Nature’s Postcodes is an interactive visualisation of NBN data created by Tom August at the Biological Records Centre.
The map is unusual as it summarises data by postcode district – that’s the first half of your postcode – rather than grid square or vice-county. Tom created the visualisation to make it easier to see where and how much data the NBN holds, while making it fun to use. When people are presented with a map they typically look first at where they live. For this reason the map is built around postcodes; everyone knows their postcode but they might not know their grid square or vice-county.
It took several days to summarise the data for all postcodes but once completed the results can be mapped easily.
Clicking on any postcode ‘bubble’ reveals the number of records and taxa recorded and the number of recorders and datasets that have contributed to that postcode. Using these statistics each postcode is given an overall score out of 100 for how well recorded it is, with the top 5% appearing as golden bubbles. The best recorded postcodes are typically large rural areas such as Suffolk.
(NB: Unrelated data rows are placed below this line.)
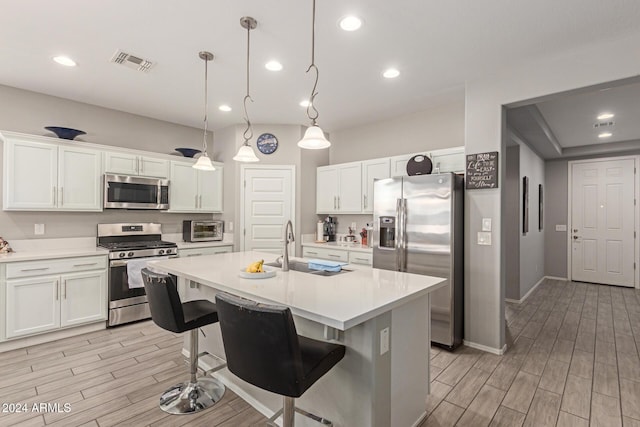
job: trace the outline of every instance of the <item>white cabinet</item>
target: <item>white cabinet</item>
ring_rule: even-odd
[[[169,212],[222,212],[223,166],[194,169],[192,162],[171,162]]]
[[[6,337],[106,320],[106,265],[106,256],[7,264]]]
[[[361,162],[319,167],[316,177],[317,213],[360,213]]]
[[[350,264],[372,265],[373,254],[367,252],[349,251]]]
[[[102,210],[100,151],[5,141],[4,210]]]
[[[194,256],[203,256],[203,255],[214,255],[233,252],[233,246],[209,246],[209,247],[199,247],[199,248],[188,248],[188,249],[179,249],[178,256],[180,258],[188,258]]]
[[[373,213],[373,182],[389,178],[390,164],[388,158],[362,162],[362,213]]]
[[[132,153],[110,151],[104,158],[106,173],[166,178],[168,166],[167,160]]]
[[[346,250],[329,249],[329,248],[316,248],[304,246],[302,248],[303,258],[318,258],[327,259],[330,261],[349,262],[349,252]]]
[[[429,156],[429,153],[412,153],[412,154],[403,154],[402,156],[393,156],[390,158],[391,160],[391,176],[408,176],[407,174],[407,163],[413,156],[418,154],[422,154],[425,156]]]
[[[433,171],[465,173],[464,147],[445,148],[431,152]]]

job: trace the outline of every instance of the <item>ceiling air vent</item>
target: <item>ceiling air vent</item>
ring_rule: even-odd
[[[143,71],[145,73],[148,73],[151,67],[154,66],[154,63],[149,60],[140,58],[130,53],[123,52],[119,49],[116,50],[116,53],[113,54],[111,62],[124,65],[125,67],[131,68],[132,70]]]
[[[615,122],[600,122],[600,123],[594,123],[593,127],[594,128],[605,128],[605,127],[609,127],[609,126],[613,126],[615,125]]]

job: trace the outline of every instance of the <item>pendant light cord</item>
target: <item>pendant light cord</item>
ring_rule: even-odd
[[[251,127],[251,121],[249,120],[249,112],[247,111],[247,101],[253,102],[251,95],[249,95],[249,49],[251,46],[251,25],[247,25],[247,94],[244,97],[244,120],[247,122],[247,128],[244,130],[242,136],[244,137],[244,145],[249,145],[249,140],[253,138],[253,129]]]
[[[315,98],[318,96],[318,92],[316,89],[318,87],[318,79],[320,77],[320,71],[318,71],[318,67],[316,66],[316,0],[313,0],[313,14],[311,19],[311,65],[307,68],[307,73],[313,69],[316,72],[316,80],[313,83],[313,89],[311,89],[311,96],[309,97],[309,105],[307,105],[307,117],[311,120],[311,125],[316,125],[316,120],[320,113],[318,113],[318,109],[315,106]],[[314,114],[311,114],[311,110],[313,110]]]
[[[202,147],[204,148],[204,155],[207,155],[207,110],[208,110],[208,100],[207,100],[207,93],[208,93],[208,85],[207,85],[207,80],[208,80],[208,75],[209,75],[209,60],[208,59],[204,59],[204,138],[202,141]]]

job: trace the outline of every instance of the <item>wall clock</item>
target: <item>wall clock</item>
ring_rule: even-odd
[[[272,154],[278,149],[278,138],[272,133],[263,133],[258,137],[256,146],[262,154]]]

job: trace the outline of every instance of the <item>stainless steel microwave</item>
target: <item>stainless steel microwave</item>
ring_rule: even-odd
[[[169,209],[169,180],[105,174],[104,207],[106,209]]]
[[[222,240],[223,228],[223,221],[183,221],[182,240],[185,242]]]

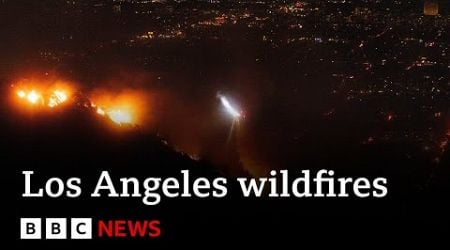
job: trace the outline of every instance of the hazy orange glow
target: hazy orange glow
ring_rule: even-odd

Nature’s postcodes can also be used for identifying the major data contributors in any area. Two graphs show the most surveyed postcodes and which datasets contribute most. These graphs update every time you zoom or pan across the map as they only show data for the area currently displayed.
The website also allows you to browse and search through a table of all the postcodes to quickly find and compare locations and has a page explaining how postcodes are scored and where the data comes from.